Now independence does not mean that they have to be able to survive without other people or to be equipped with the intellectual and emotional values necessary to survive without any input from others. However, it does mean equipping them with sufficient independence so that they can think for themselves and make their own decisions without being unduly influenced by other people.
Throughout our lives we are constantly presented with choices, many of which are difficult and a few of which are downright unpleasant. With every choice we have to make we can either simply follow the pack and do what everybody else does or we can consider our options and make a conscious and reasoned decision based on what we believe is best. The problem is that the ability to make choices for ourselves is not something which develops naturally and is a skill we need to learn and which we have to practice.
We learn this skill in a variety of different ways and practice is day-to-day at school, when playing sport or following our hobbies and, most important of all, we learn it at home from our parents.

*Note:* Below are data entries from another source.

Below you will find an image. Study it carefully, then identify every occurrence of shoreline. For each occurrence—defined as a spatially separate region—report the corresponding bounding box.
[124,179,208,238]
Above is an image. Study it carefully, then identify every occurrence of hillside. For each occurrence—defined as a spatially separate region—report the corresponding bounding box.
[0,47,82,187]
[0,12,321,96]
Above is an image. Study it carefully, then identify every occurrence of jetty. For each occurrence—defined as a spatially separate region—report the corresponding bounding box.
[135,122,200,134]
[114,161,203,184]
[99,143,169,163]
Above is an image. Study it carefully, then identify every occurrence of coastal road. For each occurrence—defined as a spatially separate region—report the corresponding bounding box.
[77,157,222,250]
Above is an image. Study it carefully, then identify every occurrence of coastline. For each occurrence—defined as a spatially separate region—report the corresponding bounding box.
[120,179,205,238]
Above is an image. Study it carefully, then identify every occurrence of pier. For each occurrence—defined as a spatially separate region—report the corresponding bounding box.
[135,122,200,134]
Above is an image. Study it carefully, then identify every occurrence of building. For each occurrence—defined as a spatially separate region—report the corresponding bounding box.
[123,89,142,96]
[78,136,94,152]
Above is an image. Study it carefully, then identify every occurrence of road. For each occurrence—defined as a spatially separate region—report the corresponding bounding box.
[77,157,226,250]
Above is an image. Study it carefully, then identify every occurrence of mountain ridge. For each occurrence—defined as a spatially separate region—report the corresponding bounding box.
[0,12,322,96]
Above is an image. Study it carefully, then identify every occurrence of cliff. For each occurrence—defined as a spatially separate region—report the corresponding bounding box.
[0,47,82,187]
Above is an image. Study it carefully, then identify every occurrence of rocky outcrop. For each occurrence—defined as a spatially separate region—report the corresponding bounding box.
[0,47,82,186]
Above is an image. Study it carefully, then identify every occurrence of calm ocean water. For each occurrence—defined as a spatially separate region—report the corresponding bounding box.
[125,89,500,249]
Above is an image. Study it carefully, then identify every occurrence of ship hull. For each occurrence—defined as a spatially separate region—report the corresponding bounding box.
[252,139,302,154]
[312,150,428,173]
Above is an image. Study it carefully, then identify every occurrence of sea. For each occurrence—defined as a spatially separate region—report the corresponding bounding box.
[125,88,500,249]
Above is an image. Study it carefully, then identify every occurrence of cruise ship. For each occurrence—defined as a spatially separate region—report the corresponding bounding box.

Like most skills which we need to learn and practice to perfect, we will stumble from time to time and we'll discover that we would probably have achieved better results if we had paid a little more attention to the advice we were being given and adopted a little bit less of an 'I know what I'm doing' attitude. Nevertheless, as we mature and practice honing the skill we hopefully learn enough to give us the independence necessary to allow us to strike out on our own.

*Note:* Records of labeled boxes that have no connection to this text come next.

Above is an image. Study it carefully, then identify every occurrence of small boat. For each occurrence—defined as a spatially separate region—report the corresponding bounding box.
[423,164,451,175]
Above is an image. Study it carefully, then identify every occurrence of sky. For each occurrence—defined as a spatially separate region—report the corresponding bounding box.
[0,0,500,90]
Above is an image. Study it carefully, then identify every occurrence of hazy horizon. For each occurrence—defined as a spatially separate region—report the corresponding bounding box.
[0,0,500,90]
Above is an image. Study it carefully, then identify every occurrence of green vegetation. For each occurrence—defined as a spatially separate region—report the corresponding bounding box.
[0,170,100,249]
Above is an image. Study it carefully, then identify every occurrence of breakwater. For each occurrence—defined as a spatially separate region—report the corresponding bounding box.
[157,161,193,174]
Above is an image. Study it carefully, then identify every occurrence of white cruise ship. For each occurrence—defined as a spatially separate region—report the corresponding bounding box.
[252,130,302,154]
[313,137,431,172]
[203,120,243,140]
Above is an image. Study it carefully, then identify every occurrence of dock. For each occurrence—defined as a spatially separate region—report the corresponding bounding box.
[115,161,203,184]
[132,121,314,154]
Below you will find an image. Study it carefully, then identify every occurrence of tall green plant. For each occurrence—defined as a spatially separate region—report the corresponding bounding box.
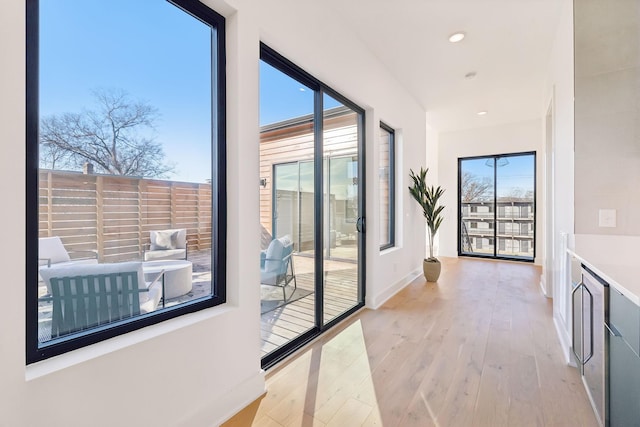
[409,167,444,261]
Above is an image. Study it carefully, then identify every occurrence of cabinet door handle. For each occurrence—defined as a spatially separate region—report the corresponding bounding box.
[604,323,622,337]
[584,286,593,363]
[571,282,584,365]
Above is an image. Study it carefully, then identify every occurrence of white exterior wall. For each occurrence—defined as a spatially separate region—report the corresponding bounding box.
[0,0,426,427]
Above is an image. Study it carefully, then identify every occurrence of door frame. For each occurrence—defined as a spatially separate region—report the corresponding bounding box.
[260,42,366,369]
[456,151,538,262]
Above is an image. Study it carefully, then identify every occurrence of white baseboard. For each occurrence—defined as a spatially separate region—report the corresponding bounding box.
[540,274,552,298]
[212,370,267,426]
[365,268,422,310]
[553,316,576,366]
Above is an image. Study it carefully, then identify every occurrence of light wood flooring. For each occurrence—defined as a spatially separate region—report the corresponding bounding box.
[224,258,597,427]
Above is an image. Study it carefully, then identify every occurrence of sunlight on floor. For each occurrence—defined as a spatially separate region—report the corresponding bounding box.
[223,320,382,427]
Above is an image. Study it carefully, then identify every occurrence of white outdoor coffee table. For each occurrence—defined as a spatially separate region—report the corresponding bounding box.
[142,260,193,300]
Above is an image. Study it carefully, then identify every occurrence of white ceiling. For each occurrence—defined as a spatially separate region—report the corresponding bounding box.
[323,0,563,132]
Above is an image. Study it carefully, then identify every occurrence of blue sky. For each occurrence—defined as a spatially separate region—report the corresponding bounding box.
[260,61,342,126]
[462,155,535,197]
[40,0,338,182]
[40,0,211,182]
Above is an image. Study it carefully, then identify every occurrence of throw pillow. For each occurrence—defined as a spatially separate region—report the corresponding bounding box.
[151,230,178,250]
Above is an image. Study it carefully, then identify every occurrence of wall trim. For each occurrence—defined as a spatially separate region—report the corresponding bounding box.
[553,315,576,367]
[214,369,267,426]
[365,268,422,310]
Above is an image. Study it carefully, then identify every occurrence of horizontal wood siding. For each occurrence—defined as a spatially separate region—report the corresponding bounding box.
[38,170,211,262]
[260,111,358,249]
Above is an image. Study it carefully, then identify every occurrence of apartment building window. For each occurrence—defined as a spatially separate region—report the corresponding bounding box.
[458,152,536,261]
[379,122,395,250]
[26,0,226,363]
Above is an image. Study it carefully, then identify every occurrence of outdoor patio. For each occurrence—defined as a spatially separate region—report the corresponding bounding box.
[38,250,358,356]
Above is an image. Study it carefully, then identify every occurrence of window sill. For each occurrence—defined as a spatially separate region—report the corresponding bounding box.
[25,303,236,381]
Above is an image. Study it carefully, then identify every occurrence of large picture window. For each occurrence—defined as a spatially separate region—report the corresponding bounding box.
[378,123,395,250]
[458,153,536,261]
[26,0,226,363]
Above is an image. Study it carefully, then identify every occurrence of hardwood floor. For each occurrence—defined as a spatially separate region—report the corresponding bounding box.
[224,258,597,427]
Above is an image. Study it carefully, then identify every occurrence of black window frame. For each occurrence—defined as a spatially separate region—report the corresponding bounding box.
[25,0,227,364]
[380,122,396,251]
[260,42,367,369]
[456,151,538,263]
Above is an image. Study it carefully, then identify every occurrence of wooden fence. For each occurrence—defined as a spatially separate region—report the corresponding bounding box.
[39,169,211,262]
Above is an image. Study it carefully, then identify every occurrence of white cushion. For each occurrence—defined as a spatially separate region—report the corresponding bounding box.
[144,249,187,261]
[264,236,291,273]
[40,261,147,297]
[38,236,71,264]
[149,228,187,251]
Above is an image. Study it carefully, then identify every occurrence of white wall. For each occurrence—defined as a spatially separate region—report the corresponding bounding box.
[575,0,640,235]
[540,0,574,360]
[0,0,426,427]
[438,120,544,263]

The biggest dilemma for any parent, especially when dealing with teenagers, is to know just when to stand back and let children make their own mistakes and when to intervene.
Anyone who has been through the experience of raising a teenager will know only too well just what it feels like to give your son or daughter the benefit of your advice and to know that they are not about to heed it. If you simply step back you know that they'll fall flat on their face, which is not easy when you've spent the last few years providing a safety net to stop them from doing just that. If you intervene and stop them from making a mistake then you may well feel more comfortable but they will not benefit from the experience of learning the consequences of making a poor decision.

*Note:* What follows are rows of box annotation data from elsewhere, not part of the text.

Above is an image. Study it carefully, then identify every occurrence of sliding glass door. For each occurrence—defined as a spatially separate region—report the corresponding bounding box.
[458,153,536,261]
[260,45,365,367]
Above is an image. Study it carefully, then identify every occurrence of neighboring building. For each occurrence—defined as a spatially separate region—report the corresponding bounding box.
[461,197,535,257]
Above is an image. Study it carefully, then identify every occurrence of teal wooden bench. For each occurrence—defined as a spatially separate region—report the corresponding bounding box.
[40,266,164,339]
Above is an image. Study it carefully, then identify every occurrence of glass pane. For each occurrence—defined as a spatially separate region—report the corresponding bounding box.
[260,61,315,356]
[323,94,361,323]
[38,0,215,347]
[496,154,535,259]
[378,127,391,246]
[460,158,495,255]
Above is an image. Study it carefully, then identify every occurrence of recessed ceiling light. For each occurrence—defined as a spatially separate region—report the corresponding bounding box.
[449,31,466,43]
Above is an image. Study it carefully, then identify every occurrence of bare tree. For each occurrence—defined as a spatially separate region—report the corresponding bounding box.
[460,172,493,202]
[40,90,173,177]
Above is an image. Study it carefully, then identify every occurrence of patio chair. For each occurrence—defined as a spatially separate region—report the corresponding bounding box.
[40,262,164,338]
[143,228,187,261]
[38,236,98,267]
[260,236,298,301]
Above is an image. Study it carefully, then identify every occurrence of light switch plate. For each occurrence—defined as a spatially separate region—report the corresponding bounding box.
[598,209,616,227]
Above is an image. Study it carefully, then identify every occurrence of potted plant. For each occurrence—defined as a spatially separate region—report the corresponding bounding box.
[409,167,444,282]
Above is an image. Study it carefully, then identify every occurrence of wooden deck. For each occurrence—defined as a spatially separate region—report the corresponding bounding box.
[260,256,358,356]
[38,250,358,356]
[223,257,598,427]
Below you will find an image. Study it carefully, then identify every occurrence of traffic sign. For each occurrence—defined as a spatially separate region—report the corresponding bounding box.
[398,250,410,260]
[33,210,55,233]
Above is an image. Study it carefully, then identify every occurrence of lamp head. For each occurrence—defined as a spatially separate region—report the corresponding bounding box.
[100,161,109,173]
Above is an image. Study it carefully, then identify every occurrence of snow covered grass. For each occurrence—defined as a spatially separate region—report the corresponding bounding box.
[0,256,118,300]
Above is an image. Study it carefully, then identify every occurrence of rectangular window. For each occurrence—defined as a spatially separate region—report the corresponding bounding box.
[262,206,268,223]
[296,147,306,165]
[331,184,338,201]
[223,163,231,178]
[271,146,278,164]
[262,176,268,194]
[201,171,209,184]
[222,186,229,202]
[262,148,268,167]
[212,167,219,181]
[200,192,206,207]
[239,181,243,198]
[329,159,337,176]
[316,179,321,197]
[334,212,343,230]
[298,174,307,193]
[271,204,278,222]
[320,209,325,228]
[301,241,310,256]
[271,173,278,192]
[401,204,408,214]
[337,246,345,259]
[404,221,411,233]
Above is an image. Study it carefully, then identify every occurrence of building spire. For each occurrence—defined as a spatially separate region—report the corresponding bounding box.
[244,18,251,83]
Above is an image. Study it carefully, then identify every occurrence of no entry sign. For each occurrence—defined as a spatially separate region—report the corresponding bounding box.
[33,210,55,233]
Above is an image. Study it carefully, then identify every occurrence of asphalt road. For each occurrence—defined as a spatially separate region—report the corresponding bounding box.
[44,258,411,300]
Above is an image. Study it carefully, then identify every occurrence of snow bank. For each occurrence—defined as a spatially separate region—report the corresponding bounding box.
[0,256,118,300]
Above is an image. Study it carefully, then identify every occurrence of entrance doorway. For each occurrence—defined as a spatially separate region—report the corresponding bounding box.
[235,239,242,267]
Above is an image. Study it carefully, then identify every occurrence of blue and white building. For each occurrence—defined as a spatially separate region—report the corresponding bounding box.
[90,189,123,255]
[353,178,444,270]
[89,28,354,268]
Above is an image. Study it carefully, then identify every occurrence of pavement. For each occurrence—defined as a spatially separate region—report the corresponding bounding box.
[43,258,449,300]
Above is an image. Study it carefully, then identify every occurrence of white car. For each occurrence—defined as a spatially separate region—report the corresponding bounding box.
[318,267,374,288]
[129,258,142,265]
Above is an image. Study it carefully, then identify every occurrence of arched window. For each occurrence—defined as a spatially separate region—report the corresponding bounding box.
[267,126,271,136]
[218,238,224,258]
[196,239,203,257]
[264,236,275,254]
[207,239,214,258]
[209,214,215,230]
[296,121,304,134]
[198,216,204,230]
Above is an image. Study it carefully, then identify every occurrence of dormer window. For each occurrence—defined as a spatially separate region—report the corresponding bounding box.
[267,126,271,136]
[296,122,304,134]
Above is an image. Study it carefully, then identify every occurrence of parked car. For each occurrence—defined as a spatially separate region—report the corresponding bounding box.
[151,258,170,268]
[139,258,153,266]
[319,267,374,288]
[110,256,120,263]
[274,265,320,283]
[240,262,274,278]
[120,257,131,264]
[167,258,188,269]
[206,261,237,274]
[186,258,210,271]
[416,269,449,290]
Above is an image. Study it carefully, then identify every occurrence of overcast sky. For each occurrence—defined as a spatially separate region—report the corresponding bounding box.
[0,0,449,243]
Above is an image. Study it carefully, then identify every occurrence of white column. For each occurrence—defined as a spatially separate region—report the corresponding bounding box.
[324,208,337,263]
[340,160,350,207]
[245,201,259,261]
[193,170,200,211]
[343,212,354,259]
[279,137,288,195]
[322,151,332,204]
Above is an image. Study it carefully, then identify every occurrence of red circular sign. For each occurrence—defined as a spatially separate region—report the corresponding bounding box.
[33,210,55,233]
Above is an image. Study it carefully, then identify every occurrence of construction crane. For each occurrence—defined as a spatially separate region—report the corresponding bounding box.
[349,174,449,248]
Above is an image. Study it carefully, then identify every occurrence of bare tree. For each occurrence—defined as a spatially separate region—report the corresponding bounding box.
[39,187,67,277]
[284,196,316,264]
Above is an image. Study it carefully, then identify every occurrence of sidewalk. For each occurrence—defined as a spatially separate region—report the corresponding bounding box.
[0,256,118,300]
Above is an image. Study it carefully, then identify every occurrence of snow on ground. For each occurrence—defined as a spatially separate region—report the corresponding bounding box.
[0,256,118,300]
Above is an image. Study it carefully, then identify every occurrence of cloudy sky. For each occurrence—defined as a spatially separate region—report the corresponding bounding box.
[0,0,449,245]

Another big problem for many parents is that this point in our childrens' lives marks the start of a phase in their development when it appears that they are beginning to need you less and less and many parents become very conscious of the fact that their children are growing up and that the day when they will leave home is approaching all to fast.
In reality of course this represents a particularly important phase for all parents as your children now need you more than ever and your teaching, support and influence will do much to determine just how well they will cope with adult life.
So how do you get the balance right?
Well, although it's not always easy, you need to distinguish between those mistakes which could potentially put your children in harms way, or those decisions which would result in a poor outcome from which it would be difficult to recover, and decisions which will produce a poor outcome, but for which corrective action can be taken.
If your child is about to follow a course of action which you know will result in irreparable danger then you should intervene. However, if the situation can be recovered, then you need to stand back and let things run their course, but be ready to offer advice and help when the child realizes his or her mistake.
There is no better lesson in life than that learnt through experience and our children need to be given the opportunity to learn from their own mistakes.